A lot of focus on energetics, nutritional state, number of eggs in a clutch (at least correlated with latitude in a couple of ancient papers), ordinal number of eggs (especially considering the effects on subsequent behavior or fitness of hatchlings), size of eggs, loading of yolk with hormones, seasonal timing of reproduction (and external cues that can alter it) etc. But the timing within a single day - it was never taught to ecologists why it would be important, I guess, so they never think in those terms. It really does take someone from the outside looking in to make this kind of observation.
#: All Jewish Mothers have their own domain!
You rock! Fascinating summary of your work. I hope you are able to move forward the field of circadian-rhythm study and boost your careers as well!
I think it was agood idea to publish in a 'traditional' journal as well as on line. The issue with blogging is that it can span the range from "serious writing" to amateur stream of thought musings. It is good to be published in a format that has recognized standards of integrity. Then reprint online for wider exposure and feedback. So i think your teammates made a good call on that one.
I had always naively thought that the number of eggs laid in a clutch was a function of longevity until the onset of development, i.e., at some point the oldest egg would begin losing viability so no point in laying any more, a shelf-life hypothesis if you will.
I can attest to all those observations with my small flock of 6 greylag geese, most of the line from one mother and a single girl from another.
These are a generation back in the paddock - in Australia - from imported European birds that had been feral for around 150 years.
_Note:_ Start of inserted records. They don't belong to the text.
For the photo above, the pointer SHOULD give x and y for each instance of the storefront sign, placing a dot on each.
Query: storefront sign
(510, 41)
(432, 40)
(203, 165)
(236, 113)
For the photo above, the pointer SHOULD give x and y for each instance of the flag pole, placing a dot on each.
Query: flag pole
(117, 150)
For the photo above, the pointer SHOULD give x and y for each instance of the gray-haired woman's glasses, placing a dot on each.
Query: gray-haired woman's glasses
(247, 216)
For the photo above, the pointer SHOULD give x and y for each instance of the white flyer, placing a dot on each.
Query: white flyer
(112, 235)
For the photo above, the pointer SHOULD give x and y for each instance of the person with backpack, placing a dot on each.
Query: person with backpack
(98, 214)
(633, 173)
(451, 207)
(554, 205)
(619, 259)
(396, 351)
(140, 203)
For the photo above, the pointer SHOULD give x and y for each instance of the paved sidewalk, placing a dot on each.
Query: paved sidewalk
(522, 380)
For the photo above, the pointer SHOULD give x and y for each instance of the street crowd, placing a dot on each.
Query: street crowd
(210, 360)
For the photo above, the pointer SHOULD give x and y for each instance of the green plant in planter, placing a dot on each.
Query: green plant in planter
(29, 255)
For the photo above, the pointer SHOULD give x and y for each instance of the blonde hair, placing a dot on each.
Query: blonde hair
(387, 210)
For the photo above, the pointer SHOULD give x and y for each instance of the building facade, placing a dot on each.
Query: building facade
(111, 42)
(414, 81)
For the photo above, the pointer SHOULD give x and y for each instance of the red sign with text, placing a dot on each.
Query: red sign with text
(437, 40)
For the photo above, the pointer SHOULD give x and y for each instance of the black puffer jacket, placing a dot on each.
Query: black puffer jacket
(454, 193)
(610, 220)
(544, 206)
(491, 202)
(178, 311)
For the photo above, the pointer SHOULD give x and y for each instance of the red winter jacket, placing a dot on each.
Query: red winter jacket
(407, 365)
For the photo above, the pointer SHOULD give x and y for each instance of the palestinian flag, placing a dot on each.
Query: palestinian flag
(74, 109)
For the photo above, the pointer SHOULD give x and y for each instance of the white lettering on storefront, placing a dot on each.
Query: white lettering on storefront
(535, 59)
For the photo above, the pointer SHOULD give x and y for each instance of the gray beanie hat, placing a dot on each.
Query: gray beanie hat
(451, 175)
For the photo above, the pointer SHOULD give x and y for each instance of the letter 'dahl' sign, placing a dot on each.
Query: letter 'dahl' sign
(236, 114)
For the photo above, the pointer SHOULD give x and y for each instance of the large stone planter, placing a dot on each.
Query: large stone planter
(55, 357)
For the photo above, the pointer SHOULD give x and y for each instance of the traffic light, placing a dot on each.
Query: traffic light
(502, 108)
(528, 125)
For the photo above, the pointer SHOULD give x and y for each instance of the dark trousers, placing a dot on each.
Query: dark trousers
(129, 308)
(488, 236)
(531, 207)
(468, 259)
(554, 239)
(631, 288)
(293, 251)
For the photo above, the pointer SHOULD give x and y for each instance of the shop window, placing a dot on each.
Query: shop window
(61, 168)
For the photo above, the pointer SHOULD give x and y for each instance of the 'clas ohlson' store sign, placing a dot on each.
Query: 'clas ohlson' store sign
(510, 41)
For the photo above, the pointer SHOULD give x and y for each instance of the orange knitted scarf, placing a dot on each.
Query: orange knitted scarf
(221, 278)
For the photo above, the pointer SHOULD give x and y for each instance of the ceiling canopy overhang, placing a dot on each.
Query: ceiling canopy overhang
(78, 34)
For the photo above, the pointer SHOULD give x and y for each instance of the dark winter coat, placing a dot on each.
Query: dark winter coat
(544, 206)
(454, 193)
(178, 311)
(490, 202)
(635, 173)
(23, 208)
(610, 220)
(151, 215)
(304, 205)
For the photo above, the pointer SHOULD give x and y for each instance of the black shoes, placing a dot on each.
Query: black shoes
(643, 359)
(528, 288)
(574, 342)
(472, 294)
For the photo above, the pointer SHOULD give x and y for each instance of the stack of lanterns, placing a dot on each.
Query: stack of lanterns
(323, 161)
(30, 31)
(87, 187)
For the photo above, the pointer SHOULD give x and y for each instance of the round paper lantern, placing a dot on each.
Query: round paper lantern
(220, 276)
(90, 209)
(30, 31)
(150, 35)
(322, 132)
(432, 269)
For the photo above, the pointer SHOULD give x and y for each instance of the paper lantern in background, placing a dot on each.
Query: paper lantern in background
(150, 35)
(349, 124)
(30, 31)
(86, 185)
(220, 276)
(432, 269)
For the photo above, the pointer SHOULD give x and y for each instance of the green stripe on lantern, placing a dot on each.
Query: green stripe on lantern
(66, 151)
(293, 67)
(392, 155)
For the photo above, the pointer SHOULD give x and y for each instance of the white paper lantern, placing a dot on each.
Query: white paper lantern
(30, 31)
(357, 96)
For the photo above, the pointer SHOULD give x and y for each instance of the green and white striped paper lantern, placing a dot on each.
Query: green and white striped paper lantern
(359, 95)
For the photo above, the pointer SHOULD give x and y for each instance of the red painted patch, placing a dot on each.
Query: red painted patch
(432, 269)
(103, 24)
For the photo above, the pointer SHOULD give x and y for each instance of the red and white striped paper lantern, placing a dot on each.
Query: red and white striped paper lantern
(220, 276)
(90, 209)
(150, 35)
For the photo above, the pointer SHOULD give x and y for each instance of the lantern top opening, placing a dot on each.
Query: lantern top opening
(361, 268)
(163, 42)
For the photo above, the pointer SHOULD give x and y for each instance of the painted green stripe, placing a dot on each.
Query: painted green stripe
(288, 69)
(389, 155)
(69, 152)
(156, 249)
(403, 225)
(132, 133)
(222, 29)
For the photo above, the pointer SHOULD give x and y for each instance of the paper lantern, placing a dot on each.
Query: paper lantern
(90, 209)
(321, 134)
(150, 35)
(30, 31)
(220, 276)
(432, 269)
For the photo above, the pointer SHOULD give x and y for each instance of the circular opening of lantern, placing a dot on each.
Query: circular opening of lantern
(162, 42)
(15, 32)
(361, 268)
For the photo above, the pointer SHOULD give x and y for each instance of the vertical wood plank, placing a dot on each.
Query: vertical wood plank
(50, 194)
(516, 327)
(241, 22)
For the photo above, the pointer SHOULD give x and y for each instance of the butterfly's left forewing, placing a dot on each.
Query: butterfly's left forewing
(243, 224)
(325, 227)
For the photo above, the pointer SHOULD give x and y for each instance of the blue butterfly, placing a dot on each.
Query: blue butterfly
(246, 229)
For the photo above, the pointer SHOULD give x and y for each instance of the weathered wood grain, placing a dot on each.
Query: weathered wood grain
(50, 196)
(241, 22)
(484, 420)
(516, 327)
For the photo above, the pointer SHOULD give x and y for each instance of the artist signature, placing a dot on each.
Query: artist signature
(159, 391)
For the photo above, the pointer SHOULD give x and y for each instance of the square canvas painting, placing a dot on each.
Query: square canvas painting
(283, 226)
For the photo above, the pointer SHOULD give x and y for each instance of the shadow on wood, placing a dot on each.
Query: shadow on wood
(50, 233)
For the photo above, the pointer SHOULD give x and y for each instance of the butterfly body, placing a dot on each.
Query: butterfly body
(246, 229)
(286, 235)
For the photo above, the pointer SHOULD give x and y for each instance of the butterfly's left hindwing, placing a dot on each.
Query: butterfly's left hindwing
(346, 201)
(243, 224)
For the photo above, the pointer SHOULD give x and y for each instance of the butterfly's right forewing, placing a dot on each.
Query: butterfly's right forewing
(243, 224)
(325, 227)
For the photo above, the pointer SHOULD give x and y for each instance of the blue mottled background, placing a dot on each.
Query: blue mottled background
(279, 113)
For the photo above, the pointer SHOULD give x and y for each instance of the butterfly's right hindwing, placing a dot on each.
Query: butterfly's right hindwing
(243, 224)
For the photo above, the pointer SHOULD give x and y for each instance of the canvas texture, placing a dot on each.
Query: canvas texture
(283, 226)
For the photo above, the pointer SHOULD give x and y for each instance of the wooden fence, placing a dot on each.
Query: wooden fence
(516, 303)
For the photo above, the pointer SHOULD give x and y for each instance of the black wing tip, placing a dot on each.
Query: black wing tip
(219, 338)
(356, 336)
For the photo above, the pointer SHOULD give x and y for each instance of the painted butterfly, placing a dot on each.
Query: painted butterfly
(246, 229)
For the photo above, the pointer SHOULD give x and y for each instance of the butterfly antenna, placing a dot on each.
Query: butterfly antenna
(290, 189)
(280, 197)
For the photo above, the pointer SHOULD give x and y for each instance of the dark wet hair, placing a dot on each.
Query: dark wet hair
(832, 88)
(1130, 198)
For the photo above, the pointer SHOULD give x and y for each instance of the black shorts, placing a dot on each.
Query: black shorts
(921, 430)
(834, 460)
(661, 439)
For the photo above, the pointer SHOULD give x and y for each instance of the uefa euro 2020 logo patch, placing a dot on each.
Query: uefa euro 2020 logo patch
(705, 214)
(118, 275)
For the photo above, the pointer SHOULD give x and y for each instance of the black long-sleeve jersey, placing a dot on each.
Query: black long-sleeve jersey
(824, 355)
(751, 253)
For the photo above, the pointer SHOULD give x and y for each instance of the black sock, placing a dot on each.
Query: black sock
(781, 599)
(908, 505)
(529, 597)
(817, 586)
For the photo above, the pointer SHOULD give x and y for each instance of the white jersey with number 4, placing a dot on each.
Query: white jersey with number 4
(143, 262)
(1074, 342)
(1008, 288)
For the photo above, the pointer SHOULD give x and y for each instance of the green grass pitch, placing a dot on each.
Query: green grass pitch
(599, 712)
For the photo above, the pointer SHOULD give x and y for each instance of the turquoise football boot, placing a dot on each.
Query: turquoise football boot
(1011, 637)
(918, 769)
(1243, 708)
Their S-pattern of timing (every 36 - 40 hours at commencement - flattening out at a touch over 40 hours in the one line and a huge 45 in the other) is consistent enough that I only have to enclose my one egg-nicking dog for around 2 hours each day (when I can anticipate the laying of both lines within around an hour). I just set the alarm for each anticipated laying period.
I allow the flock to range over a vermin proof acre, rather than restrict them in season to smaller quarters. Geese are very cryptic about nests if disturbed and, to some degree, are able to extend the period between eggs if it gives them a little more privacy, but the elastic timer pulls them back and the gap to the next egg returns to fit with the whole series. If they *are* carrying an egg low down in the cloaca until they feel private, they don't appear show much discomfort.
Interestingly, with the one goose who is nest-protecting from very early in the season, going "broody" after only 3 or 4 eggs, I'm unable to induce a return to laying by keeping her in a darkened shed, as is often possible with domestic Gallus. All it induces is a furious return to the disputed nest after the week in hokey. This season she can do as she pleases.
A shame your paper isn't public domain now, but I'm sure it will become so eventually.